On January 5, 2012, Assistant Professor Sonya Dal Cin spoke with Michael Cohen of 1320 WILS’s “Capital City Recap” about her recent study of smoking in movies. Her research, which focused on children between the ages of 10 and 14, indicated that children who have been exposed to greater numbers of smoking scenes in movies are more likely to start smoking at an earlier age than those who don’t encounter as many of these scenes.
In the interview, Assistant Professor Dal Cin explained, “In this particular study, we were looking at how quickly kids might start smoking as a result of what they see in movies…[and] we found that…the ones who had seen more smoking in movies started earlier than the ones who’d seen less.” While movies and television remain a formative social influence across many areas of a child’s development, Dal Cin cited the significance of looking at the influence of smoking, as this particular image has more serious potential consequences for children than other images which may not be as harmful.
Assistant Professor Dal Cin also alluded to a recent study, which found that of the top grossing films in the U.S. over the past decade, about 50 to 60 percent of those movies had a smoking scene in them. While smoking scenes have recently become accounted for in the national movie ratings system, no specific regulations for monitoring smoking in movies exist today.
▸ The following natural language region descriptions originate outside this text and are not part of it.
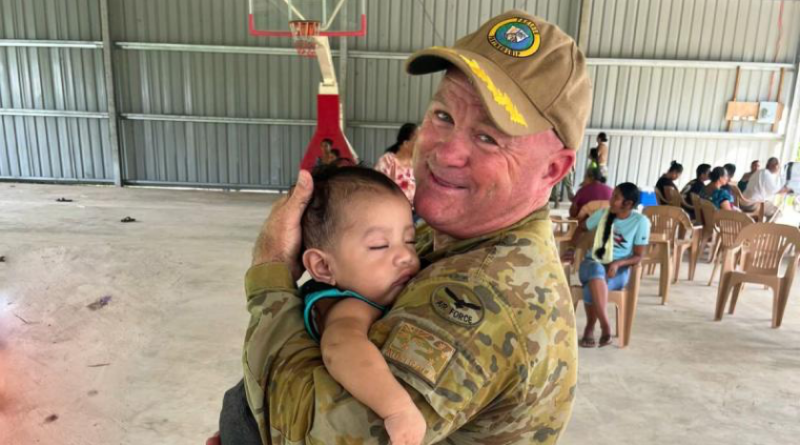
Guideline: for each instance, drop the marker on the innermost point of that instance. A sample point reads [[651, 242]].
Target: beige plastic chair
[[763, 247], [625, 300], [739, 200], [563, 230], [729, 223], [709, 236], [674, 224]]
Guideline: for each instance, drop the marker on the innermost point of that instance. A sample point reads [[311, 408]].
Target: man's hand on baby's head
[[406, 427], [281, 236]]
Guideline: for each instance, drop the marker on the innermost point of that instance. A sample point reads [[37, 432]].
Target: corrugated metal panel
[[677, 98], [213, 154], [50, 19], [230, 85], [370, 143], [208, 22], [54, 148], [642, 160], [65, 79], [379, 90], [741, 30], [409, 25]]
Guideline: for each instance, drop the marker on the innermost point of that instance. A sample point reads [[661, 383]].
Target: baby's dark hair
[[334, 186]]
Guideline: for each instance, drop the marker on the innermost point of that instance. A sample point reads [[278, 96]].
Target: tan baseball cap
[[531, 75]]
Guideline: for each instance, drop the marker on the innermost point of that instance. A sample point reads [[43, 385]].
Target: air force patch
[[459, 304], [516, 37]]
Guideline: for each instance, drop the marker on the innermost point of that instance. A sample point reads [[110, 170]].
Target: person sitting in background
[[396, 162], [620, 241], [716, 192], [668, 179], [695, 186], [764, 185], [754, 166], [339, 161], [602, 153], [326, 146], [594, 189], [591, 164], [731, 170]]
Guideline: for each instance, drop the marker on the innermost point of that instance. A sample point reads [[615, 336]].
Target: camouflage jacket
[[483, 339]]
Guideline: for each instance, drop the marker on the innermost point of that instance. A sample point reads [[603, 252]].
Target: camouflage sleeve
[[275, 317]]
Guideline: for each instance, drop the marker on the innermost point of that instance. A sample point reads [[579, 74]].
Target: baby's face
[[375, 255]]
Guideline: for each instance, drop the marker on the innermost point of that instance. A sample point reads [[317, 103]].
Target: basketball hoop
[[304, 33]]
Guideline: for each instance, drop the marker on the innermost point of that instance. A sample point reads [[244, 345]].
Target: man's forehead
[[455, 86]]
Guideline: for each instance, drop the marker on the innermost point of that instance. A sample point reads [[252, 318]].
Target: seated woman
[[620, 241], [716, 192], [754, 167], [668, 179], [695, 186], [594, 189]]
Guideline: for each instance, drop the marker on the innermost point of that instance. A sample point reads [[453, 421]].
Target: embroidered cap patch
[[516, 37]]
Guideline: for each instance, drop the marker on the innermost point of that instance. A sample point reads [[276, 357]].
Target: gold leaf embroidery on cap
[[500, 97]]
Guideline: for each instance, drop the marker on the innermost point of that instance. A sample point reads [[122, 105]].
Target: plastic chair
[[729, 223], [763, 247], [563, 230], [740, 201], [674, 223], [625, 300]]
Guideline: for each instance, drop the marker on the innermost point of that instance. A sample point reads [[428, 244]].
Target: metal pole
[[792, 138], [343, 55], [108, 71], [583, 25]]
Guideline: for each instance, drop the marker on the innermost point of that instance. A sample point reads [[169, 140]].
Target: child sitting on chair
[[358, 238]]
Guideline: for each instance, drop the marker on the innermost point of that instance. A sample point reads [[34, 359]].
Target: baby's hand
[[406, 427]]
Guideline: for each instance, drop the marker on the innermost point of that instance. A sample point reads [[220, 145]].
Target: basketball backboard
[[336, 18]]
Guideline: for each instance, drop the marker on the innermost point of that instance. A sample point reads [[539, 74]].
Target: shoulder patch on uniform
[[419, 350], [459, 304]]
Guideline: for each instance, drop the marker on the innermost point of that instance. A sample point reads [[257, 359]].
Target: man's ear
[[318, 265], [559, 165]]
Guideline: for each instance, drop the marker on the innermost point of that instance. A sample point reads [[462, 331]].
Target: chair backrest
[[667, 221], [708, 210], [729, 224], [765, 244], [591, 207]]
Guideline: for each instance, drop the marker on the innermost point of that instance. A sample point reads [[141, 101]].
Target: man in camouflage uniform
[[483, 338]]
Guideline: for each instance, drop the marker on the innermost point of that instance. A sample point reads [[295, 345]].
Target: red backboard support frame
[[360, 32]]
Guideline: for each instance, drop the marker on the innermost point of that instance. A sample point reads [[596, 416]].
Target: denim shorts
[[591, 269]]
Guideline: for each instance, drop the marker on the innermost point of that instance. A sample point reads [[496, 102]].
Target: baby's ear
[[316, 262]]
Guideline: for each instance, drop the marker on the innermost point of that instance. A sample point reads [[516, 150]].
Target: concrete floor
[[151, 365]]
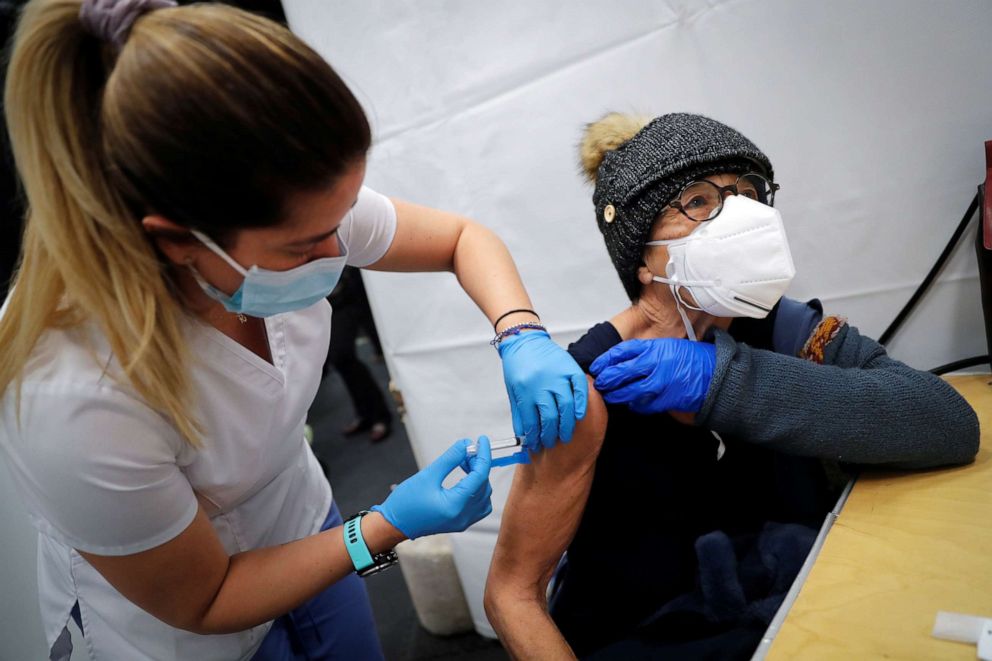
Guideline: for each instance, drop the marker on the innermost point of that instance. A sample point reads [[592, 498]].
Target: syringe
[[501, 444]]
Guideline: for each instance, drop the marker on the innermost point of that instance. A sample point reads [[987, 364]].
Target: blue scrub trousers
[[336, 624]]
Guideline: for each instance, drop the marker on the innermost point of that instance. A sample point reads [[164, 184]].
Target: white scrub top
[[101, 472]]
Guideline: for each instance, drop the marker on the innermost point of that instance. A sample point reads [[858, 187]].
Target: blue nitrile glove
[[655, 376], [548, 391], [420, 506]]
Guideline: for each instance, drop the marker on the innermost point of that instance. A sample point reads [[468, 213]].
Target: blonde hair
[[208, 115]]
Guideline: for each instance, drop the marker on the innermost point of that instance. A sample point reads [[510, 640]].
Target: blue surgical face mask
[[266, 293]]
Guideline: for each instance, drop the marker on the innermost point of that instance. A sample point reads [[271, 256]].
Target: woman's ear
[[174, 241]]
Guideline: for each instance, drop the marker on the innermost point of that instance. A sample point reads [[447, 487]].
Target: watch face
[[379, 563]]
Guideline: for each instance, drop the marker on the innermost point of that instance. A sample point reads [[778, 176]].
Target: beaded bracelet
[[515, 330], [507, 314]]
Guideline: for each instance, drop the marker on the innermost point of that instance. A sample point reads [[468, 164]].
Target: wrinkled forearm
[[859, 407], [524, 626], [540, 518]]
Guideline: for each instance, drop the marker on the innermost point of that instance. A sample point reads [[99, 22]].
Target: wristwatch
[[365, 563]]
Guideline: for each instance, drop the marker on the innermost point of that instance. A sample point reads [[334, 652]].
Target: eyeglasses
[[703, 200]]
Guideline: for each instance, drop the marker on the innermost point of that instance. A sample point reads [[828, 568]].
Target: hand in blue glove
[[420, 506], [548, 391], [655, 376]]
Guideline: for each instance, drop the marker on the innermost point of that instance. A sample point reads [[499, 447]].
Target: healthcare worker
[[194, 178], [695, 486]]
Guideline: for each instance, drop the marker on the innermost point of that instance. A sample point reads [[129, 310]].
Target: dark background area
[[11, 204]]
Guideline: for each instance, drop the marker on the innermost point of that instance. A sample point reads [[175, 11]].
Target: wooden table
[[905, 546]]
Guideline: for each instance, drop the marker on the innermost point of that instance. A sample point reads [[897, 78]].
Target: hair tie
[[111, 20]]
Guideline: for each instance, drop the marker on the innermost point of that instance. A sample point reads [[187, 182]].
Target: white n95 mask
[[736, 265]]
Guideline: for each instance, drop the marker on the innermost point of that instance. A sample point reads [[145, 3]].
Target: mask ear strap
[[217, 250], [689, 330], [680, 305]]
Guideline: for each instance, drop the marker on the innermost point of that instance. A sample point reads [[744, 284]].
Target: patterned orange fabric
[[824, 332]]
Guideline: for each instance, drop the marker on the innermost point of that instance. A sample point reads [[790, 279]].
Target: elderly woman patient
[[693, 489]]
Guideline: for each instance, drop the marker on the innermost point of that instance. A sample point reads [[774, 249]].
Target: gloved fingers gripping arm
[[860, 406], [539, 376], [656, 376], [541, 515], [421, 505]]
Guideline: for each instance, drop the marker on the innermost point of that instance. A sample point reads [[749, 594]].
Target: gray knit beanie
[[639, 167]]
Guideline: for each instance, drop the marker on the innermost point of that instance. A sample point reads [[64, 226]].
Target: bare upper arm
[[425, 239], [545, 506], [177, 581]]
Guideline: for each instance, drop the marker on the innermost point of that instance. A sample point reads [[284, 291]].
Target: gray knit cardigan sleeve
[[859, 407]]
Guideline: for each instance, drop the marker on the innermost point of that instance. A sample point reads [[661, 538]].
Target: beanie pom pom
[[605, 135]]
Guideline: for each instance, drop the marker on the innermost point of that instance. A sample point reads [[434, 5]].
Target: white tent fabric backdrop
[[873, 115]]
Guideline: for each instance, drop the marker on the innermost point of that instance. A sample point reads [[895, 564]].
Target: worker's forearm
[[263, 584]]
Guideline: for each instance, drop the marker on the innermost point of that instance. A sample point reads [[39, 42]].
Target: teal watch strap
[[353, 541]]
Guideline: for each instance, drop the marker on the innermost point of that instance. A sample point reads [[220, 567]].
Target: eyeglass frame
[[732, 188]]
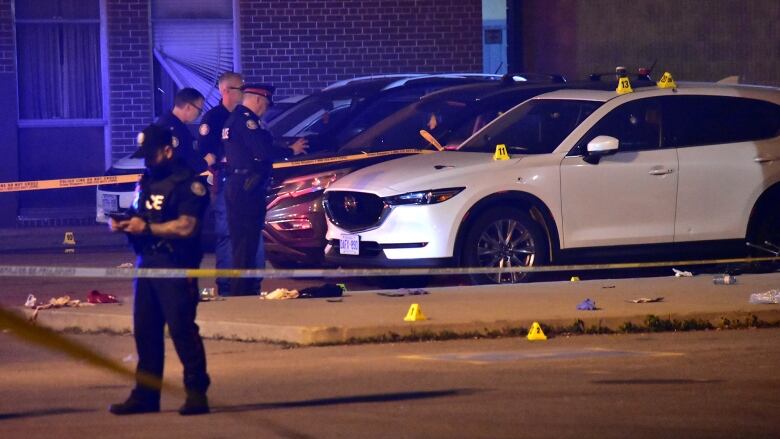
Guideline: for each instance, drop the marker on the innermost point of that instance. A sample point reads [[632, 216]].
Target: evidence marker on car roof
[[667, 81], [624, 85]]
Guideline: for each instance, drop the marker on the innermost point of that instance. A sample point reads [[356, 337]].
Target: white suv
[[590, 172]]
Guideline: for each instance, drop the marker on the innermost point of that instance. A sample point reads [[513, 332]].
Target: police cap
[[152, 139], [264, 90]]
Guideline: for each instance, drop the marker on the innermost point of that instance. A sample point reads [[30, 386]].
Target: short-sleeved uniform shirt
[[248, 145], [184, 146], [210, 132], [160, 200]]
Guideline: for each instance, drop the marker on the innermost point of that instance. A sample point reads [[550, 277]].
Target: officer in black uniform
[[187, 107], [250, 152], [210, 145], [164, 229]]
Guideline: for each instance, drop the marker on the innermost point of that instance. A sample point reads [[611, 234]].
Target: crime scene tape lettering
[[36, 185], [118, 273]]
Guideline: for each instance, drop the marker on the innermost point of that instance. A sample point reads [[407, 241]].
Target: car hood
[[424, 171]]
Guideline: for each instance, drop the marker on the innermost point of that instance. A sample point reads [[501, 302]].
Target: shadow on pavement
[[357, 399]]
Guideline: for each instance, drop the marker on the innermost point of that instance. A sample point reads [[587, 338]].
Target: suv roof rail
[[533, 76], [641, 76], [404, 81], [344, 82]]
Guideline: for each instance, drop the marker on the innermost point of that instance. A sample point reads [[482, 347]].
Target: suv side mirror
[[599, 147]]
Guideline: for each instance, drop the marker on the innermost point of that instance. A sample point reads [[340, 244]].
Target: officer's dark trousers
[[171, 301], [246, 212]]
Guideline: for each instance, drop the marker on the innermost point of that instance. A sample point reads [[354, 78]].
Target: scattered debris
[[96, 296], [402, 292], [724, 279], [587, 305], [767, 297], [680, 273], [646, 300], [324, 290]]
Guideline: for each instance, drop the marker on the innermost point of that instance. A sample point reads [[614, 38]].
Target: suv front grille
[[354, 211]]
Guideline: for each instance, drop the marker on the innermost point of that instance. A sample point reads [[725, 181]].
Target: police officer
[[210, 145], [187, 107], [164, 229], [250, 152]]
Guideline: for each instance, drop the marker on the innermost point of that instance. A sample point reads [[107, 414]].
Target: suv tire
[[504, 237]]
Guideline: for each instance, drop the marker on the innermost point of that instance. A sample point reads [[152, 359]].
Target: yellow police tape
[[63, 183], [118, 273], [19, 327]]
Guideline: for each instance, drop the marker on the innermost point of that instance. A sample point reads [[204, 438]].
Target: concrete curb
[[62, 320]]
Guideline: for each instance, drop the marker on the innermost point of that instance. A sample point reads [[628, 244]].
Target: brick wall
[[300, 46], [7, 52], [9, 150], [693, 39], [131, 96]]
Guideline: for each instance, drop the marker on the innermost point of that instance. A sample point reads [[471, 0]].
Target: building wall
[[9, 151], [131, 98], [301, 46], [692, 39]]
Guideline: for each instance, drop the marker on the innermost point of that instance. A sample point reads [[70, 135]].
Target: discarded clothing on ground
[[767, 297], [324, 290], [646, 300], [96, 296], [280, 294], [587, 305], [57, 302], [401, 292]]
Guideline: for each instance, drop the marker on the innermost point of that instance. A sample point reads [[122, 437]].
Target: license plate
[[110, 203], [349, 245]]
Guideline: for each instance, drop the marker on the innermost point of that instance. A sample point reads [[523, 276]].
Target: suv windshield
[[535, 127], [401, 130]]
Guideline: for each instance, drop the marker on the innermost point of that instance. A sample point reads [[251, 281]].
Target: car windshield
[[402, 129], [536, 127], [316, 113]]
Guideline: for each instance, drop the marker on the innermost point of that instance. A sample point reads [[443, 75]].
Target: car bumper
[[408, 233], [109, 202]]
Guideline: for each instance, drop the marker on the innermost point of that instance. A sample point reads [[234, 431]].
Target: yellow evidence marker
[[501, 153], [536, 333], [667, 81], [624, 86], [414, 314]]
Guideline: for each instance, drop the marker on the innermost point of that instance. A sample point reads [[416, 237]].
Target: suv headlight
[[307, 184], [431, 196]]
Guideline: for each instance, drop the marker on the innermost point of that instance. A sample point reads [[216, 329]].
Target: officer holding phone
[[164, 226]]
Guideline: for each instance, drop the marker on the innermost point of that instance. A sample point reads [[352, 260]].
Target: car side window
[[637, 125], [713, 120]]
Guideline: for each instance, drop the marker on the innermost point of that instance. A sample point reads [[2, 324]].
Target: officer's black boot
[[196, 404], [135, 405]]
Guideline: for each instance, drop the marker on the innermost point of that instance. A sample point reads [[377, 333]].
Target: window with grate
[[193, 43]]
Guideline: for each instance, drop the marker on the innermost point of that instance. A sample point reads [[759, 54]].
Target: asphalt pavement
[[368, 314]]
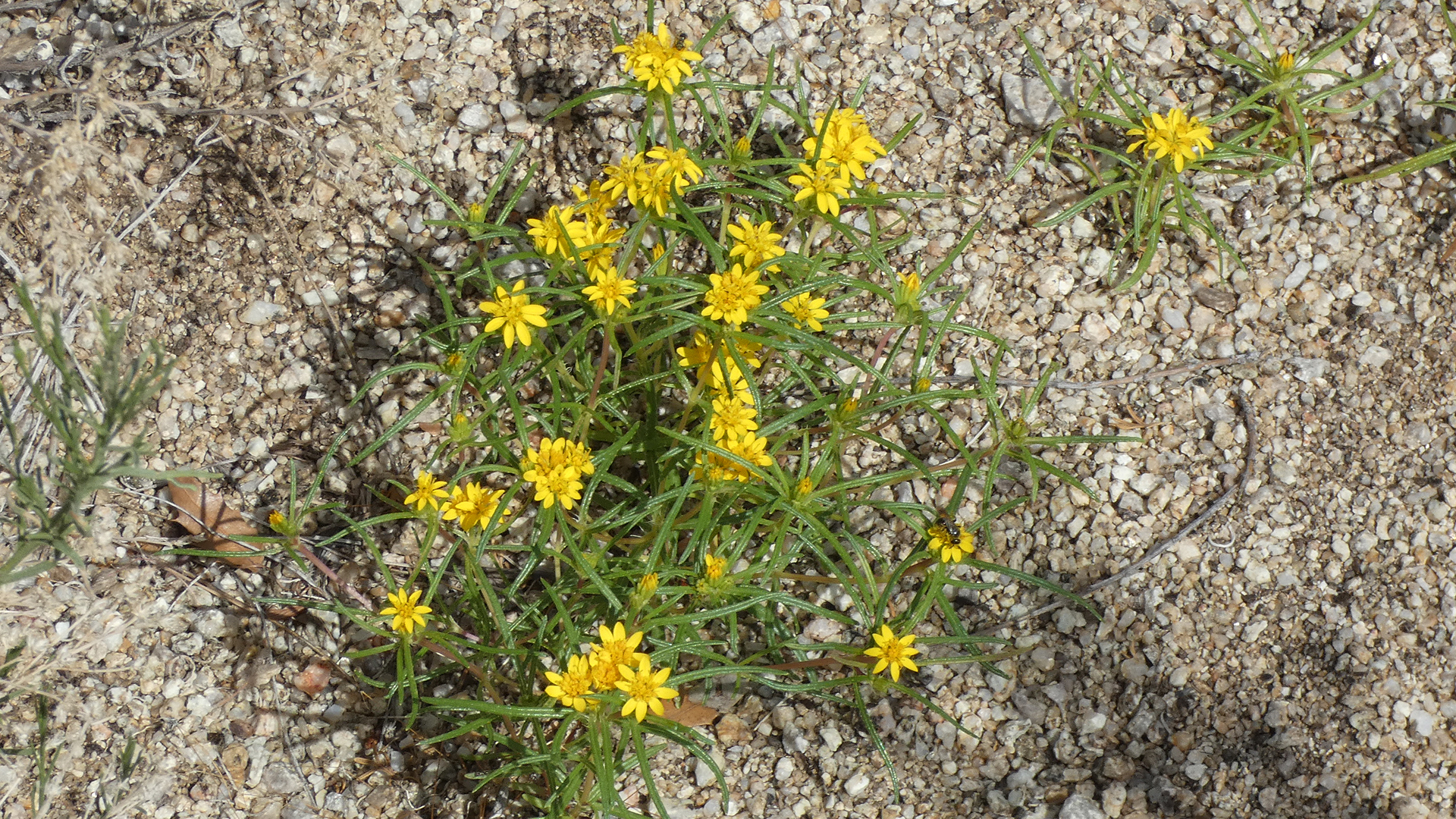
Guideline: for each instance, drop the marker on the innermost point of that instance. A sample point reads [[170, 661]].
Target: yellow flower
[[733, 295], [644, 689], [574, 687], [755, 243], [557, 485], [557, 234], [893, 651], [593, 203], [625, 177], [551, 453], [472, 504], [718, 468], [1178, 136], [615, 651], [514, 315], [657, 61], [944, 545], [826, 183], [599, 245], [731, 419], [427, 493], [848, 140], [406, 610], [702, 354], [609, 292], [805, 311], [677, 167], [714, 567]]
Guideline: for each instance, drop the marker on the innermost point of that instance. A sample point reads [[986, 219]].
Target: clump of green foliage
[[1145, 167]]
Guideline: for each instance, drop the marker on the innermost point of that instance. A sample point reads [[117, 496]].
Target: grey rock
[[280, 779], [1028, 102], [830, 739], [475, 118], [215, 624], [261, 312], [1078, 806], [1220, 300], [1310, 369], [746, 17], [231, 33]]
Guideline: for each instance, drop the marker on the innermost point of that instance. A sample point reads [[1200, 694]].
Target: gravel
[[1293, 657]]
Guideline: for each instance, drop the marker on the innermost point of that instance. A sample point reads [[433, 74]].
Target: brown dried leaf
[[313, 678], [691, 713], [202, 512], [235, 760]]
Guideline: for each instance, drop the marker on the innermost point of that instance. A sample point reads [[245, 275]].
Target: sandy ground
[[220, 175]]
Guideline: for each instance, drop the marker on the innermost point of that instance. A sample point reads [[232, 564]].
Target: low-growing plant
[[1134, 155], [1445, 150], [648, 479], [82, 419]]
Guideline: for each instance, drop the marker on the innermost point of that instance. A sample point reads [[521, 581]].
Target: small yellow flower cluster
[[657, 61], [1177, 136], [734, 417], [514, 315], [846, 148], [651, 186], [613, 665], [949, 548], [472, 504], [406, 611], [714, 582], [557, 468], [893, 651]]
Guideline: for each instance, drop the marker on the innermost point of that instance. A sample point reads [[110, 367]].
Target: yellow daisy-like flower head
[[406, 610], [946, 547], [615, 651], [657, 61], [804, 487], [561, 484], [756, 243], [805, 311], [893, 651], [561, 452], [714, 567], [593, 203], [644, 689], [609, 292], [514, 315], [574, 687], [748, 447], [848, 142], [623, 178], [1177, 136], [557, 234], [826, 181], [733, 295], [731, 419], [427, 493], [472, 506], [677, 167]]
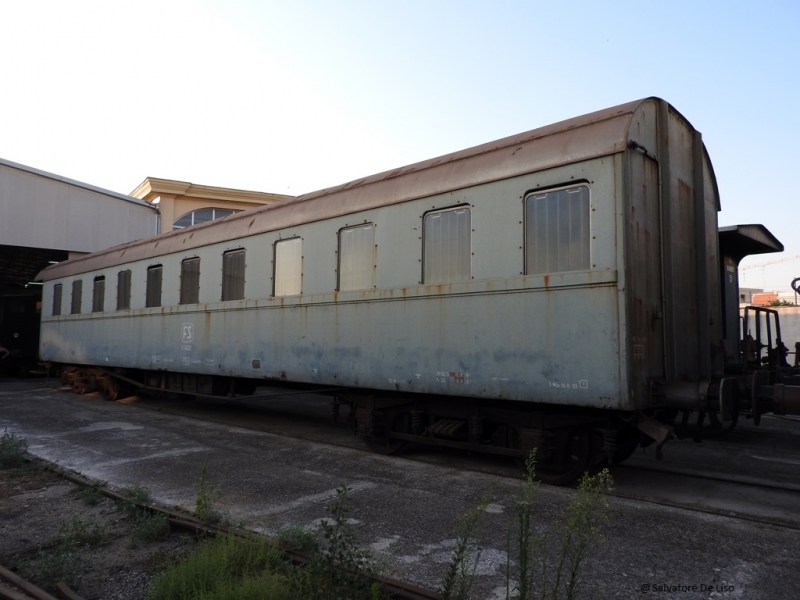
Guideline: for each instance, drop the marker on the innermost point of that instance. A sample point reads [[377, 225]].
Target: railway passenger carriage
[[555, 289]]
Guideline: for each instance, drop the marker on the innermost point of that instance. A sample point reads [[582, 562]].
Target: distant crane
[[770, 262], [775, 262]]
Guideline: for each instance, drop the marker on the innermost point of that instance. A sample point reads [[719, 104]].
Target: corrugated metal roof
[[589, 136], [75, 183]]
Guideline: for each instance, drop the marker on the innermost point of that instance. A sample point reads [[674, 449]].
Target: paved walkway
[[402, 508]]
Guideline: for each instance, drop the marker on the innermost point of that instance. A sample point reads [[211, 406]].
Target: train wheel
[[400, 423], [569, 457], [109, 388]]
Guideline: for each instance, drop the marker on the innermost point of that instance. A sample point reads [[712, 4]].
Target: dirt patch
[[50, 530]]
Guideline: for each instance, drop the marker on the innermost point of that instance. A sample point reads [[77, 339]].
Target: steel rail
[[27, 587], [398, 590]]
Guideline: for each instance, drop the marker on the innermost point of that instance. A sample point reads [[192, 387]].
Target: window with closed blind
[[77, 297], [99, 294], [153, 292], [357, 258], [557, 230], [233, 275], [123, 290], [190, 281], [447, 246], [288, 267]]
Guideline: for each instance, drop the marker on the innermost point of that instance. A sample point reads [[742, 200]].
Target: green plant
[[550, 562], [76, 531], [208, 494], [294, 537], [62, 562], [12, 450], [341, 568], [133, 498], [69, 557], [460, 571], [226, 568], [149, 527], [92, 494], [529, 547], [580, 530]]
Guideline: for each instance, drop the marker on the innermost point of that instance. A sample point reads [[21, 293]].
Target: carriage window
[[153, 294], [57, 291], [357, 258], [77, 291], [233, 275], [557, 230], [446, 246], [190, 281], [123, 290], [98, 294], [289, 267]]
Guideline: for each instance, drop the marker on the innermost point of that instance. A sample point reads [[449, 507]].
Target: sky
[[294, 96]]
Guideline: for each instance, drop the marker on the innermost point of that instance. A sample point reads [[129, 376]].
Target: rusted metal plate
[[596, 134]]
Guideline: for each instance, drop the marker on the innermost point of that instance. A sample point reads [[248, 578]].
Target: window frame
[[151, 287], [124, 289], [232, 282], [58, 298], [190, 278], [426, 259], [99, 293], [76, 299], [586, 254], [276, 267], [341, 256]]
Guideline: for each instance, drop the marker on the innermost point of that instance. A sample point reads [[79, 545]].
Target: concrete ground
[[402, 508]]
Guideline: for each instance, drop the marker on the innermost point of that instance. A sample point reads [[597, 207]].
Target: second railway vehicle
[[565, 289]]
In highlighting the difference between the influence of movies and television and the influence of other forms of media, such as public service announcements, Dal Cin noted, “I am very much interested in the way that stories impact us because they’re not intended to be persuasive, and so movies fit that bill for me in a way that PSA’s don’t.” Click here to listen to the full audio of the interview.
The study, which appears in the Journal of Health and Communication, was also featured on HealthCanal.com in December.